除了next()外,nextToken()也可以使用,只不过它会返回更加详细的事件,比如COMMENT, CDSECT, DOCDECL, ENTITY等等非常详细的信息。如果程序得到比较底层的信息,可以用nextToken()来驱动并处理详细的事件。需要注意一点的是TEXT事件是有可能返回空白的White Spaces比如换行符或空格等。

另外有二个非常实用的方法nextTag()和nextText()

nextTag()--首先它会忽略White Spaces,如果可以确定下一个是START_TAG或END_TAG,就可以调用nextTag()直接跳过去。通常它有二个用处:当START_TAG时,如果能确定这个TAG含有子TAG,那么就可以调用nextTag()产生子标签的START_TAG事件;当END_TAG时,如果确定不是文档结尾,就可以调用nextTag()产生下一个标签的START_TAG。在这二种情况下如果用next()会有TEXT事件,但返回的是换行符或空白符。

nextText()--它只能在START_TAG时调用。当下一个元素是TEXT时,TEXT的内容会返回;当下一个元素是END_TAG时,也就是说这个标签的内容为空,那么空字串返回;这个方法返回后,Parser会停在END_TAG上。比如:

 

<author>James Elliott</author> 

<author></author> 

<author/> 

当START_TAG时,调用nextText(),依次返回:

"James Elliott"

""(empty)

""(empty)

这个方法在处理没有子标签的标签时很有用。

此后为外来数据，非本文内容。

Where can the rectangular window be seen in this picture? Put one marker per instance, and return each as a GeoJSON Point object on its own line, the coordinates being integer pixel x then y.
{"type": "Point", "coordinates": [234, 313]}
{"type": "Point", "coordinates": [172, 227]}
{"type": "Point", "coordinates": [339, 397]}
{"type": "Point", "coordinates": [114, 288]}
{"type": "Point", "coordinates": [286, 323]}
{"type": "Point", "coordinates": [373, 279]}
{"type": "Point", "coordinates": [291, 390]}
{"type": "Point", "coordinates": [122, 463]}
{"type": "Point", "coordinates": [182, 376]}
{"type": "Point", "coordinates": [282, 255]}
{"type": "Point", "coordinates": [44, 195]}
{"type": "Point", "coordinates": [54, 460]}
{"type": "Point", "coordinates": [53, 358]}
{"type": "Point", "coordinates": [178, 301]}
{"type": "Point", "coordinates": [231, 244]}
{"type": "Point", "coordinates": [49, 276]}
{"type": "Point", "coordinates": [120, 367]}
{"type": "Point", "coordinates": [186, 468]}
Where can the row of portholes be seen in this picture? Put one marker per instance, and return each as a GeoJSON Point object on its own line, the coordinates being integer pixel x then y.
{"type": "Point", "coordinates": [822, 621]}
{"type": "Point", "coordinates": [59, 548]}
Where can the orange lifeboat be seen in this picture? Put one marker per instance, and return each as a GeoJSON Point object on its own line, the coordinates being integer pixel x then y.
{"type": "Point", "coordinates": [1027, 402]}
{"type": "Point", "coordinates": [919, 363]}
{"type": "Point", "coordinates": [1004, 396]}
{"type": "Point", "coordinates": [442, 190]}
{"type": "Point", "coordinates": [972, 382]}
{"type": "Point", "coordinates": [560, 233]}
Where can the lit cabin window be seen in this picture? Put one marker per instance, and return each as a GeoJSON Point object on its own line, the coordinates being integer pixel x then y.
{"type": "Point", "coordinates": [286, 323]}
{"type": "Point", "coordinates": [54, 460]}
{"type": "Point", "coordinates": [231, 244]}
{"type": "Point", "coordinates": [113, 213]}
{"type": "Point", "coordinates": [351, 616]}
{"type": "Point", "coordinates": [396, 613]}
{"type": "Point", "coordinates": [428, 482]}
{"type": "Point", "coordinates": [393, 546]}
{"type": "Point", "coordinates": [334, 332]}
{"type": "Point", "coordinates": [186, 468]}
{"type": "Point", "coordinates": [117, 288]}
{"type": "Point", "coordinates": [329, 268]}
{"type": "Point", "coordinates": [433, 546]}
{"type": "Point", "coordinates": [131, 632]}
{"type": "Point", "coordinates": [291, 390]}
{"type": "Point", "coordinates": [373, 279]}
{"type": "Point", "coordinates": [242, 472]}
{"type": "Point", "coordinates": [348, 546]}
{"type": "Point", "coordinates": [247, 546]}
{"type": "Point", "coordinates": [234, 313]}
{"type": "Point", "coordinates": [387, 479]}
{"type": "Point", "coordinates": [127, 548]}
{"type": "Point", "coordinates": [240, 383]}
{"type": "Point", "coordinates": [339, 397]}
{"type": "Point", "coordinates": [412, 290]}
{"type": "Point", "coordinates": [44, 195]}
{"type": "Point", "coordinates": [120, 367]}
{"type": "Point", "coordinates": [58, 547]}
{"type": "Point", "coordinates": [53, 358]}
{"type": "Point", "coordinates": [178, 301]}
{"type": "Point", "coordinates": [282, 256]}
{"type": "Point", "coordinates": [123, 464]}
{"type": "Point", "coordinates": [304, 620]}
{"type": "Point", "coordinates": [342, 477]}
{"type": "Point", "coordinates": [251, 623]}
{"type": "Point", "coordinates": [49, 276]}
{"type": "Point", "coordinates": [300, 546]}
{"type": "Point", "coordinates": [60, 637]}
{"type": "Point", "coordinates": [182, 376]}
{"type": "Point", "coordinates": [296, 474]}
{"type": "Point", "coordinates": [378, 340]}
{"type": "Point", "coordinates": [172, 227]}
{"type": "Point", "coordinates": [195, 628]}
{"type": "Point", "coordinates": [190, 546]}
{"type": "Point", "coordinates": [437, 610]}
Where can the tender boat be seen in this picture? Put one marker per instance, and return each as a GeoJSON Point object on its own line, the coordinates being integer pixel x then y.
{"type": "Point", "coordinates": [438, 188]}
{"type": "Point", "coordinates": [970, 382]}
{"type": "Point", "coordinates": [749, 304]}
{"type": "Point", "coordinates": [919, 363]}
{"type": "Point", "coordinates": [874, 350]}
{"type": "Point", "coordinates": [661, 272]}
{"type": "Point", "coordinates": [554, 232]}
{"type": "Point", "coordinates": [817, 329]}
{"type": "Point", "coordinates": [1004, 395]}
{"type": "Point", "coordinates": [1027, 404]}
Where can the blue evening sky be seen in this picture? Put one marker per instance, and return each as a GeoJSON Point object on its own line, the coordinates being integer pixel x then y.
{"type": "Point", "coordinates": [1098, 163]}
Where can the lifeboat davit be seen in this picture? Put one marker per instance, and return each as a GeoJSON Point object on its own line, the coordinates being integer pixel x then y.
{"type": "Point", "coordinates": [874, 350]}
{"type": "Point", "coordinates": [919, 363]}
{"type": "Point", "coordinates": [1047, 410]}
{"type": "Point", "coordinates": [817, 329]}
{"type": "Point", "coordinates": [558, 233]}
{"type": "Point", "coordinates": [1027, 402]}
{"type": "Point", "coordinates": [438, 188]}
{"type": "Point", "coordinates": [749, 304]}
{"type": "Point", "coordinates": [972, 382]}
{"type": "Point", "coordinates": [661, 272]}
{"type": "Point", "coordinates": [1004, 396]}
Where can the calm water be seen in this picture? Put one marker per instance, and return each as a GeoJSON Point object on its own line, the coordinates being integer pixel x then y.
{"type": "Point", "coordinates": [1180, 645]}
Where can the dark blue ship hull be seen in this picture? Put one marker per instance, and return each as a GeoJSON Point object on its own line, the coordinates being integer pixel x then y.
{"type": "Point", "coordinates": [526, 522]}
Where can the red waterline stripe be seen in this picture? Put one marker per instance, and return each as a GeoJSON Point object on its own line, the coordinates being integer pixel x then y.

比如:www.2cto.com

 

<title>What Is Hibernate</title> 

<author>James Elliott</author> 

<category>Web</category> 

就可以用以下代码来处理:

 

while (eventType != XmlPullParser.END_TAG) { 

    switch (eventType) { 

    case XmlPullParser.START_TAG: 

        tag = parser.getName(); 

        final String content = parser.nextText(); 

        Log.e(TAG, tag + ": [" + content + "]"); 

        eventType = parser.nextTag(); 

        break; 

    default: 

        break; 

    } 

这就要比用next()来处理方便多了,可读性也大大的加强了。

最后附上一个解析XML的实例Android程序

 

import java.io.IOException; 

import java.io.InputStream; 

 

import org.xmlpull.v1.XmlPullParser; 

import org.xmlpull.v1.XmlPullParserException; 

import org.xmlpull.v1.XmlPullParserFactory; 

 

import android.util.Log; 

 

public class RssPullParser extends RssParser { 

    private final String TAG = FeedSettings.GLOBAL_TAG; 

     

    private InputStream mInputStream; 

     

    public RssPullParser(InputStream is) { 

        mInputStream = is; 

    } 

     

    public void parse() throws ReaderBaseException, XmlPullParserException, IOException { 

        if (mInputStream == null) { 

            throw new ReaderBaseException("no input source, did you initialize this class correctly?"); 

        } 

        final XmlPullParserFactory factory = XmlPullParserFactory.newInstance(); 

        factory.setNamespaceAware(true); 

        final XmlPullParser parser = factory.newPullParser(); 

         

        parser.setInput(mInputStream); 

        int eventType = parser.getEventType(); 

        if (eventType != XmlPullParser.START_DOCUMENT) { 

            throw new ReaderBaseException("Not starting with 'start_document'"); 

        } 

        eventType = parseRss(parser); 

        if (eventType != XmlPullParser.END_DOCUMENT) { 

            throw new ReaderBaseException("not ending with 'end_document', do you finish parsing?"); 

        } 

        if (mInputStream != null) { 

            mInputStream.close(); 

        } else { 

            Log.e(TAG, "inputstream is null, XmlPullParser closed it??"); 

        } 

    } 

     

    /**

     * Parsing the Xml document. Current type must be Start_Document.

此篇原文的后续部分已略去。